Busy day today - still not sleeping well, up early with the light, Weet-Bix and fruit (apples, kiwis, and bananas) for some morning energy along with instant coffee doctored up properly.
Work this morning to free up some weight and bulk in the bike trailer. I have decided that the stove is unnecessary as I have not used it yet, as most of my meals are either cold or I have use of a kitchen. Also drop off some clothes that I don't use much, a notebook, a book or two, etc. I suddenly feel like my bike is going to be Ferrari-fast. This is important as the trip from Picton to Nelson has some seriously steep hills.
Have a very nice meeting in the morning with David where we hammer out the details of my employment (starting March 16). Even have some time to play with Ollie (pronounced oh-lee, not aw-lee) who is a freaking genius child, counting to 20, knows all his letters, and beats me at chess, Trivial Pursuit, and three-card monte. I OWN him at arm wrestling, though. Loves to read and put on this hat which struck me as hilarious - the caption appeared in my head as soon as he did it.
YOU SHALL NOT PASS!!!!!
Repacked the trailer and panniers and said my sad farewells. It has been a great visit - I really do feel like family. Headed for the train, which leaves at 3:40PM. My left trailer tire is almost completely flat - has a very slow leak, either I didn't fix it properly or there is a second leak, but it takes 24 hours for the pressure to drop below 20PSI (from normal 40PSI).
Train station is less than a mile away, and it takes very little time to toss the bike and trailer on. I snuggle down into one of the seats at a table and work on this blogging thing (there are power outlets under the table!)

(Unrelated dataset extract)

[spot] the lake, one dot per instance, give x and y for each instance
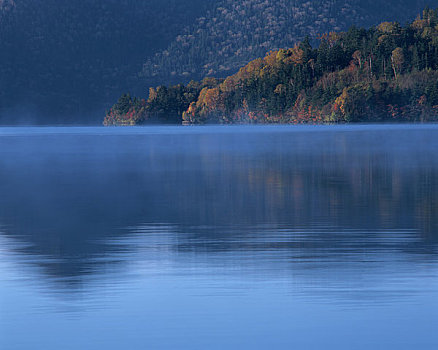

The train starts off without any trouble, and the landscape passes by quickly - still not used to non-bike speeds. We slowly approach the mountains before hitting a very long tunnel through them.
Bicycling New Zealand is so HARD!
Looking toward the mountains. Specifically, toward Rivendell from the Lord of the Rings movies. I am sort of guessing at that, but this SHOULD be right.
Come into Wellington without a hitch. This city of about 350,000 people is nicely hilly, and, by my recollection, really clean. The train station isn't so clean, but that's typical of train stations, not Wellington.
Toss the bike off, put the front wheel on, hitch up the trailer, and start cruising the 1.7 miles to the ferry station. I have about 30 minutes before I am supposed to be fully checked in.
I will avoid any stress or worry you may have about my making it to the ferry by saying, simply, that I made it in good time. No jumping on as it was leaving or anything. Biking on the sidewalk helped a bit, as the traffic was mostly gridlocked.
Walked my bike onto the ferry promptly and tied it to the side of the deck.
My sweet ride tied down on the ferry.
Hopped up to the upper levels to grab some food and find a seat with a view. The ferry itself is the Interislander, and it's one of their older ships - rust and signs of water damage are notable, but it is overall clean and there are PLENTY of seats with a view. Snap some pics of Wellington as the big vessel thrums to life and chugs away.
Downtown Wellington. I don't think the haze is smog, but I am not totally sure of that.
Dinner is SO served. Tuna fish sandwich, ham and lettuce wrap, and fries all washed down with a Diet Coke. Exactly what the doctor ordered just prior to making a crossing that may make you seasick - frankly, I do not want to see or smell the result when these items are mixed up. But they were delicious.
Looking out this direction, there are a lot of miles before anything remotely resembling dry land can be found.
Find a seat next to a window and kill time for a bit. This part of the journey is not as interesting as the last hour or so when we'll be cruising through the fjords.
At last, we pass the first rock I have seen of the South Island.
Looks steeper than I would like.
As the three-hour tour continues (just TRY to get the Gilligan's Island theme out of your head now, I dare you), the sun drops slowly behind the mountains. My last 45 minutes is spent standing outside, just drinking in the sunset. It is well worth the goosebumps from the cool ocean breeze. I take way too many shots of the surrounding area, so will show just a few:
Early in the fjords.
Sun slowly dropping.
Starting to come into Picton - I hiked out to this point when I was in New Zealand in 2004:
Snout Point in 2004 - I took the above picture roughly from the very left side of this picture but 4 years later. Whoa.
Getting red. . .
Jackpot. Sunset over Picton, about 15 minutes before we came in.
The giant metropolis of Picton is at the lights that are far forward in the bottom part of the picture.
By the time I roll my bike off of the ferry, it is 9:15PM. Bike in the twilight to the close-by Top 10 Holiday park and put up a quick camp. Time to get to bed - it is going to be a very long one tomorrow, including a 1200 and an 800 foot climb. G'night, all!